School of Pharmacy, Nantong University, Nantong, Jiangsu, China.
School of Pharmacy, Nantong University, Nantong, Jiangsu, China.
Eur J Med Chem. 2017 Jul 7;134:207-217. doi: 10.1016/j.ejmech.2017.04.026. Epub 2017 Apr 12.
We synthesized two mixed-ligand Cu(II) complexes containing different aroylhydrazone ligands and a pyridine co-ligand, namely, [Cu(L1)(Py)] (C1) and [Cu(L2)(Py)(Br)] (C2) (L1 = (E)-2-hydroxy-N'-((2-hydroxynaphthalen-1-yl)methylene)benzohydrazide, Py = pyridine, L2 = (E)-2-hydroxy-N'-(phenyl(pyridin-2-yl)methylene)benzohydrazide), and assessed their chemical and biological properties to understand their marked activity. C2 showed better anticancer activity than C1 in various human cancer cell lines, including the cisplatin-resistant lung cancer cell line A549cisR. Both Cu(II) complexes, especially C2, displayed promising anti-metastatic activity against HepG2 cells. Spectroscopic titration and agarose gel electrophoresis experiments indicated that C2 exhibited binding affinity toward calf-thymus DNA and efficient pBR322 DNA-cleaving ability. Further mechanistic studies showed that C2 effectively induced DNA damage and thus led to cell cycle arrest at the G2/M phase, and also stimulated mitochondrial dysfunction mediated by reactive oxygen species and caspase-dependent apoptosis.

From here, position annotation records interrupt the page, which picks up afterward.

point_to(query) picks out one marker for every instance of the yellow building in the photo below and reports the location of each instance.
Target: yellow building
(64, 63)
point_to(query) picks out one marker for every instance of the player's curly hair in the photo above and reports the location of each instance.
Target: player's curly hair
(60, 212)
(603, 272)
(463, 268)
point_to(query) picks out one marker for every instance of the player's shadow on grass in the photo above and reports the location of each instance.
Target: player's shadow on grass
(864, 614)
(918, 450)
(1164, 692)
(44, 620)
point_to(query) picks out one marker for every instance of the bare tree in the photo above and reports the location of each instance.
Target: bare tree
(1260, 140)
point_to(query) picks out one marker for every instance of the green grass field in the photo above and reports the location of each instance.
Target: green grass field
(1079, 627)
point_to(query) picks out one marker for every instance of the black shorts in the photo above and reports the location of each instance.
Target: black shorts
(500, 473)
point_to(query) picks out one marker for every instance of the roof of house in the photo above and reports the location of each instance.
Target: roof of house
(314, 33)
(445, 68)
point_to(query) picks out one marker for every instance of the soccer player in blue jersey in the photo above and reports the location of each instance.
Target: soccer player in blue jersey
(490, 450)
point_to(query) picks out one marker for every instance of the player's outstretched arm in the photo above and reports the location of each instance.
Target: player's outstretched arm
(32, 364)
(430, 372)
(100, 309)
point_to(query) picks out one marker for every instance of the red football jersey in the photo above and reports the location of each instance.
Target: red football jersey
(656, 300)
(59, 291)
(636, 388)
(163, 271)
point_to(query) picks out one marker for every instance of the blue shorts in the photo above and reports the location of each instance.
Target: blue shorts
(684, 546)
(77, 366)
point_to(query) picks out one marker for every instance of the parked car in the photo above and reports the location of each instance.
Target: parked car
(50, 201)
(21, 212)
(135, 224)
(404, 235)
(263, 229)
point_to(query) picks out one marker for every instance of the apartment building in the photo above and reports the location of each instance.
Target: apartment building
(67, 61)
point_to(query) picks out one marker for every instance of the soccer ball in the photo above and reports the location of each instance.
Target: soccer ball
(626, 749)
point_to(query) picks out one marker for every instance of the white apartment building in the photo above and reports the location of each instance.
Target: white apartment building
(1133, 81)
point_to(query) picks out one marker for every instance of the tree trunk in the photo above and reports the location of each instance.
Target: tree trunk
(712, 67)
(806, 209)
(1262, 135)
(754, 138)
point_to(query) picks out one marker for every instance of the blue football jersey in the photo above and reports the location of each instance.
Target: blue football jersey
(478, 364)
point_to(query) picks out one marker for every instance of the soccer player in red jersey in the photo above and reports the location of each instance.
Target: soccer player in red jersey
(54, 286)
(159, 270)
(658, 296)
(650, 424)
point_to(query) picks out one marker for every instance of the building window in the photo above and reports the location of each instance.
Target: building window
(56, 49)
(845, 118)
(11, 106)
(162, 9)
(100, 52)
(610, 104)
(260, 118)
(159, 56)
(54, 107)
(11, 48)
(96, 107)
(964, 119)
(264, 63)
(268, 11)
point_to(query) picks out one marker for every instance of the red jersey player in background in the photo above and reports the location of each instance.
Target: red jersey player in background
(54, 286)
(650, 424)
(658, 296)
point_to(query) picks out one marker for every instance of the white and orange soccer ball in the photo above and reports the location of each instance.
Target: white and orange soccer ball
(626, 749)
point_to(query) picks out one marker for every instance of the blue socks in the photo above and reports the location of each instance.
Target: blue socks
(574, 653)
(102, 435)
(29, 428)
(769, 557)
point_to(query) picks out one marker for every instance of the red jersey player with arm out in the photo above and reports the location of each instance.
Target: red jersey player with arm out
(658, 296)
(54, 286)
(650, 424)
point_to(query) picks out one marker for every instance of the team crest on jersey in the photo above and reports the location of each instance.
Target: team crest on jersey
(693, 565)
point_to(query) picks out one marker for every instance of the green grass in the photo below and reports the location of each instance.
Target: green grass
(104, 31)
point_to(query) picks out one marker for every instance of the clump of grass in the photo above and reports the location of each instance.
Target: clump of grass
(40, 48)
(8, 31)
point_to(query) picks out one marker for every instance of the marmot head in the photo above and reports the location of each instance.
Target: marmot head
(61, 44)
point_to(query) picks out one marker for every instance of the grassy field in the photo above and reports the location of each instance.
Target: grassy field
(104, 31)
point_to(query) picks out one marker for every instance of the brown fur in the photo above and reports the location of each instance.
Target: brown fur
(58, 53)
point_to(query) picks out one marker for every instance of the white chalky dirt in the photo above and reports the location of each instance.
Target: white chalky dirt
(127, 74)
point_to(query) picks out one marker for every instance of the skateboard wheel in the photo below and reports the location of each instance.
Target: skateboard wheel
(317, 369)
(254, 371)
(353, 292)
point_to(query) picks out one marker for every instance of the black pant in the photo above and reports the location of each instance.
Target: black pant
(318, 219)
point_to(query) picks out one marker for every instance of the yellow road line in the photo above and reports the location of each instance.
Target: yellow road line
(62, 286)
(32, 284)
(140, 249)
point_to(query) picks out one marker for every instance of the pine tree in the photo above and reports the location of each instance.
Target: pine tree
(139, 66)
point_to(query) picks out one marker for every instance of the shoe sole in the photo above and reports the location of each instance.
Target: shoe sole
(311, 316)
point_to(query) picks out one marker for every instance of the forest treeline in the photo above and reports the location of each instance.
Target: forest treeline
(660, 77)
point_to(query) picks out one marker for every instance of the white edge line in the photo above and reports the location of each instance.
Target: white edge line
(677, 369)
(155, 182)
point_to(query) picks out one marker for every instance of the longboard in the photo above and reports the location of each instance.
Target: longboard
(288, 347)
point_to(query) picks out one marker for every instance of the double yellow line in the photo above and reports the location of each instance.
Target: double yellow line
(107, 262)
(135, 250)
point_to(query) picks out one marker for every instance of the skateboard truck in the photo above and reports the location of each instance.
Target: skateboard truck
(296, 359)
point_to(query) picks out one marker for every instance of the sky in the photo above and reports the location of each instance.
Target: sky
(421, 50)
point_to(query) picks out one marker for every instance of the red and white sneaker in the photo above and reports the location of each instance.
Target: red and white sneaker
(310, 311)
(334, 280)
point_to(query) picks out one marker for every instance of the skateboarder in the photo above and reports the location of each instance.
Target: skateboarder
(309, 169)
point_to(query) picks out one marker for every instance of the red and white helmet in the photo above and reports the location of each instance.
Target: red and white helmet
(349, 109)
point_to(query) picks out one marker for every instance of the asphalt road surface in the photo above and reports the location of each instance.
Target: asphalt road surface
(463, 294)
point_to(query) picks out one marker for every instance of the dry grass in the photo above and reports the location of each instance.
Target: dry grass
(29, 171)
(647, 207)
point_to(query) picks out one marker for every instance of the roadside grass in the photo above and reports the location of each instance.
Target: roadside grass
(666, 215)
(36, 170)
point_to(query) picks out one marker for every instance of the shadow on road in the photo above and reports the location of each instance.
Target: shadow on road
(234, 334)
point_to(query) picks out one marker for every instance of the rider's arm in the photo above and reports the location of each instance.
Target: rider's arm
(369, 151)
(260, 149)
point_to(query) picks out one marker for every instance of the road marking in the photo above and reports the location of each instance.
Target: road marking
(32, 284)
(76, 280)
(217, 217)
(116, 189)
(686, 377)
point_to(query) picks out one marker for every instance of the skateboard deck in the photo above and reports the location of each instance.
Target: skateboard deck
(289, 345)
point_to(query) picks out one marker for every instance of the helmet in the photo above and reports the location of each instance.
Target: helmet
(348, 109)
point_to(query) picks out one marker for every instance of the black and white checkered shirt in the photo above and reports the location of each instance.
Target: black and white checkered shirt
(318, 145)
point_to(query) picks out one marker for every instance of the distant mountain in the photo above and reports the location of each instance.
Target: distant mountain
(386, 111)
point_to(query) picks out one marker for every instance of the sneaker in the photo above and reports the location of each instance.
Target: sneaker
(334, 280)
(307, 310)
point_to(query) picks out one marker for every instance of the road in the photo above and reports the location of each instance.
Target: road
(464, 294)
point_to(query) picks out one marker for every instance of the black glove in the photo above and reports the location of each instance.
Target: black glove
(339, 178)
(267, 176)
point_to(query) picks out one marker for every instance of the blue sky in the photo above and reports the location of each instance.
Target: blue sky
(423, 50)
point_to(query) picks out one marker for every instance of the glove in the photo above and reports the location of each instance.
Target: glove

我们合成了两种含有不同酰腙配体和吡啶辅助配体的混合配体 Cu(II) 配合物,即 [Cu(L1)(Py)](C1)和[Cu(L2)(Py)(Br)](C2)(L1 = (E)-2-羟基-N'-((2-羟基萘-1-基)亚甲基)苯甲酰肼,Py = 吡啶,L2 = (E)-2-羟基-N'-(苯基(吡啶-2-基)亚甲基)苯甲酰肼),并评估了它们的化学和生物学性质,以了解它们的显著活性。C2 在各种人类癌细胞系中表现出比 C1 更好的抗癌活性,包括顺铂耐药的肺癌细胞系 A549cisR。两种 Cu(II) 配合物,尤其是 C2,对 HepG2 细胞表现出有前途的抗转移活性。光谱滴定和琼脂糖凝胶电泳实验表明,C2 对小牛胸腺 DNA 具有结合亲和力和有效的 pBR322 DNA 切割能力。进一步的机制研究表明,C2 有效诱导 DNA 损伤,从而导致细胞周期停滞在 G2/M 期,并通过活性氧和 caspase 依赖性凋亡介导线粒体功能障碍。